A Virgin trainImage copyright Reuters

Train companies face a pensions black hole of up to £7.5bn, the Pensions Regulator has warned.

The warning was made in a letter to lawyers representing the rail industry trade body, the Rail Delivery Group.

The issue has burst into the open after it led the Department for Transport (DfT) to bar Stagecoach from bidding for three franchises.

Virgin Trains, which is majority-owned by Stagecoach, is likely to cease operations as a result.

Stagecoach said it had been told the exclusion was because of its refusal to shoulder responsibility for unquantified extra pension contributions.

It said the decision was evidence that the current system of rail franchising “was not fit for purpose”.

The Pensions Regulator has been investigating a potential shortfall in train company pensions for some time.

In a letter sent last June during discussions with the industry about a possible funding solution, it said the deficit “has increased from £4.8bn to £7.5bn in just three years (which drives our desire to ensure substantially more cash is paid into the sections, commencing in the short term)”.

The regulator noted that the DfT “has remained consistent that the [pension schemes] are sponsored by privatised companies that must take responsibility”.

‘Severe’ consequences

The letter was sent to Calum Cooper, a partner in the pensions consultancy Hymans, which has been advising the Rail Delivery Group.

The group came up with a proposed solution that would have involved splitting the cost between train companies and the DfT.

On 1 April, the chief executive of the Rail Delivery Group, Paul Plummer, wrote to Rail Minister Andrew Jones, urging him to adopt the scheme.

If he did not, Mr Plummer said, the consequences would be “severe”.

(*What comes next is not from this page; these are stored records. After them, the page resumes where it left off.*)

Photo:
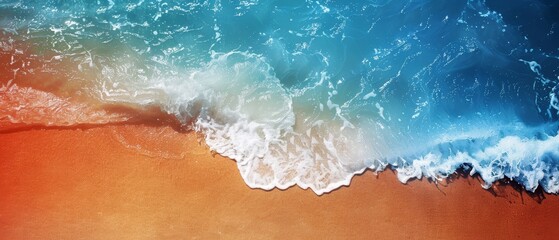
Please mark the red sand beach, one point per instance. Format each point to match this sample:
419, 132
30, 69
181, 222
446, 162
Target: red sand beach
151, 182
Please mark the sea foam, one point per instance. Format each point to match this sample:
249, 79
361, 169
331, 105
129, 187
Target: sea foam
309, 93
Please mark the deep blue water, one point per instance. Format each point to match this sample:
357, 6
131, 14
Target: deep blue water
314, 92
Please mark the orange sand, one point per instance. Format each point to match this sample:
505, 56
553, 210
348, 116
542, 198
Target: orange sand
87, 184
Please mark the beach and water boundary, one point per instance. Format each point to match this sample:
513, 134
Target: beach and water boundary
83, 183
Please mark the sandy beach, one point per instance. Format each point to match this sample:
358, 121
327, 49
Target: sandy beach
152, 182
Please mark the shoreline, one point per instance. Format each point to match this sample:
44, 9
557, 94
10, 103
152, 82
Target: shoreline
96, 183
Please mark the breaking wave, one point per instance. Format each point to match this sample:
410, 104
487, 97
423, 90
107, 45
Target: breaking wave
306, 93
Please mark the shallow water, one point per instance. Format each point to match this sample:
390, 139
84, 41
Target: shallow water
311, 92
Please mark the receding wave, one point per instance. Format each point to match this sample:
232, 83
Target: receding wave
299, 92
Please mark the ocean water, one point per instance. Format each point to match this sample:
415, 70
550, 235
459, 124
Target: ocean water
306, 93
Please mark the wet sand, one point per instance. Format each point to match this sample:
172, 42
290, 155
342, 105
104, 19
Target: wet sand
151, 182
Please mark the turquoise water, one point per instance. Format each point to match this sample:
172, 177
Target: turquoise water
313, 92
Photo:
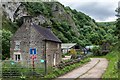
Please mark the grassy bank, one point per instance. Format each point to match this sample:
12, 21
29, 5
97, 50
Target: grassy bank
59, 72
112, 71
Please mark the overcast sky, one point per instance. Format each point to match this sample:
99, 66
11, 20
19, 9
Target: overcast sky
100, 10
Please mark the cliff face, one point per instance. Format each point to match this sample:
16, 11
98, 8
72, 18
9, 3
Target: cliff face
69, 25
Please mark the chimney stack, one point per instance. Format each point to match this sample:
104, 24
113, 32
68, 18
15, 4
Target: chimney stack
27, 19
49, 27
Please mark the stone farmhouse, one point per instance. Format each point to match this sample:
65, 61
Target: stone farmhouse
31, 40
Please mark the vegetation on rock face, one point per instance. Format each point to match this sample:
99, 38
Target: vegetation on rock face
6, 35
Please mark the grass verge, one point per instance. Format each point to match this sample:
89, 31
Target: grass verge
59, 72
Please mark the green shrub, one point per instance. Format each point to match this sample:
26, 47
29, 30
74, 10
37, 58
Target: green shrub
96, 51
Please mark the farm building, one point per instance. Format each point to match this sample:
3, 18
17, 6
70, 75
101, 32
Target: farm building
31, 39
67, 46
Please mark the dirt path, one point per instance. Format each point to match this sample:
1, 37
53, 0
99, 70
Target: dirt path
94, 69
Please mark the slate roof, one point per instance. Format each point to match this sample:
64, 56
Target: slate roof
67, 45
46, 33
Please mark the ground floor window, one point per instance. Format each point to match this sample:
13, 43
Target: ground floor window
17, 56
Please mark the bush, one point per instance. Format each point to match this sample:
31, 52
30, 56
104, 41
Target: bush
96, 51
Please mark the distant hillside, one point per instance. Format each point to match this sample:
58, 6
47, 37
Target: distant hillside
69, 25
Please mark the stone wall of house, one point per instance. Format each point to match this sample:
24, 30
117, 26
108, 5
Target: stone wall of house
29, 38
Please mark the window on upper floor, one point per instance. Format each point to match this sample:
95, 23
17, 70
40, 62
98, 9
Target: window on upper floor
17, 45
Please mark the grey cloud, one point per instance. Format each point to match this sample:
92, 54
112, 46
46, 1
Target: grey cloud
98, 11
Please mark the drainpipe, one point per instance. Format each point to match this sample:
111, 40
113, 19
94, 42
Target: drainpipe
45, 59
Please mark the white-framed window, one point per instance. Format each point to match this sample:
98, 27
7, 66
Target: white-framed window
17, 45
17, 56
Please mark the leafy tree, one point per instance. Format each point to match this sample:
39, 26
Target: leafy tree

The Pensions Regulator might demand an immediate £2.6bn increase in contributions, Mr Plummer said, and the ability of the DfT to award future franchises would be put in jeopardy.

“Ultimately there could be a very significant impact on the taxpayer through adverse financial impact on franchise bids,” he said.

“There would almost certainly be widespread industrial action, with the significant disruption to customers, cost and reputational damage that goes with it.”

Rail Delivery Group sources said the government had not yet replied to its proposal.

The DfT said it had “total confidence” in its franchise award process.

It said Stagecoach did not accept the “risk-sharing mechanism” it had proposed for the three franchises and that it had “proposed significant changes to the contracts”.

“DfT could not accept these changes and operate a fair competition,” the department said.